Nana’s House
- Neurospicy Poems

- Aug 30
- 2 min read
A PDA treat
by Neurospicy Poems

We were off to celebrate
a friend’s birthday.
But leaving the house
is war.
The clock ticks louder
than our patience.
Three whirlwind boys,
two frantic parents—
always late.
Restaurants are worse.
Running feet.
Chairs scraping.
Voices rising.
Strangers staring.
Chaos everywhere.
But my middle boy said—
“I don’t want to go.
I want Nana’s house.”
His PDA speaking
not defiance,
but survival.
Too many rules,
too many eyes,
too many demands.
So I called.
She said yes.
He packed a little bag,
clutched it like armour,
and off we went.
I braced myself—
waiting for the phone to ring:
“He won’t behave.
Come back.”
Instead,
a message lit up my screen:
“He’s colouring with my special pens.
Watching Sonic.
Eating his sandwich and Coke.
I can’t believe
how good he’s being.”
When I arrived,
he was sprawled on her bed,
remote in hand,
eyes glowing with contentment.
He didn’t want to leave.
“Me on this side,
Nana on the other.”
She said he’d been restless at first,
into everything—
so she let him lead.
And it worked.
Hours side by side,
drawing,
quiet.
He even asked for a hug.
He reached for connection
because he felt safe.
He was calm
because he was free.
He was gentle
because he was trusted.
My boy,
so often wild,
so often misunderstood—
at Nana’s house
he was simply himself.
—
Author’s Notes
This poem tells the story of my second-born son, who has a PDA profile. While we went out to a restaurant for a friend’s birthday, he chose to spend the evening at his Nana’s house instead.
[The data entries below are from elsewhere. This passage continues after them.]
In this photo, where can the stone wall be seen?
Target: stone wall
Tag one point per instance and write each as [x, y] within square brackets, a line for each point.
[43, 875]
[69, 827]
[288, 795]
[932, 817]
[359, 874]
It captures how hard it can be to get three lively, neurodivergent boys out of the house, the panic of being late, and the pressure of restaurant settings where social rules and judgment weigh heavily.
The voices speaking here:
• Mother – narrating the chaos, the worry, and the relief.
• PDA (in my son) – showing up as resistance to demands, not out of defiance but as a way of surviving environments that feel overwhelming.
• Autism (in me) – present in the detail, the awareness of order and time, and the fear of public scrutiny.
• Nana – the quiet enabler of safety, offering trust, freedom, and unconditional acceptance.
• True Self – in the gentle recognition that his behaviour makes sense when viewed through the right lens, ending with acceptance and pride.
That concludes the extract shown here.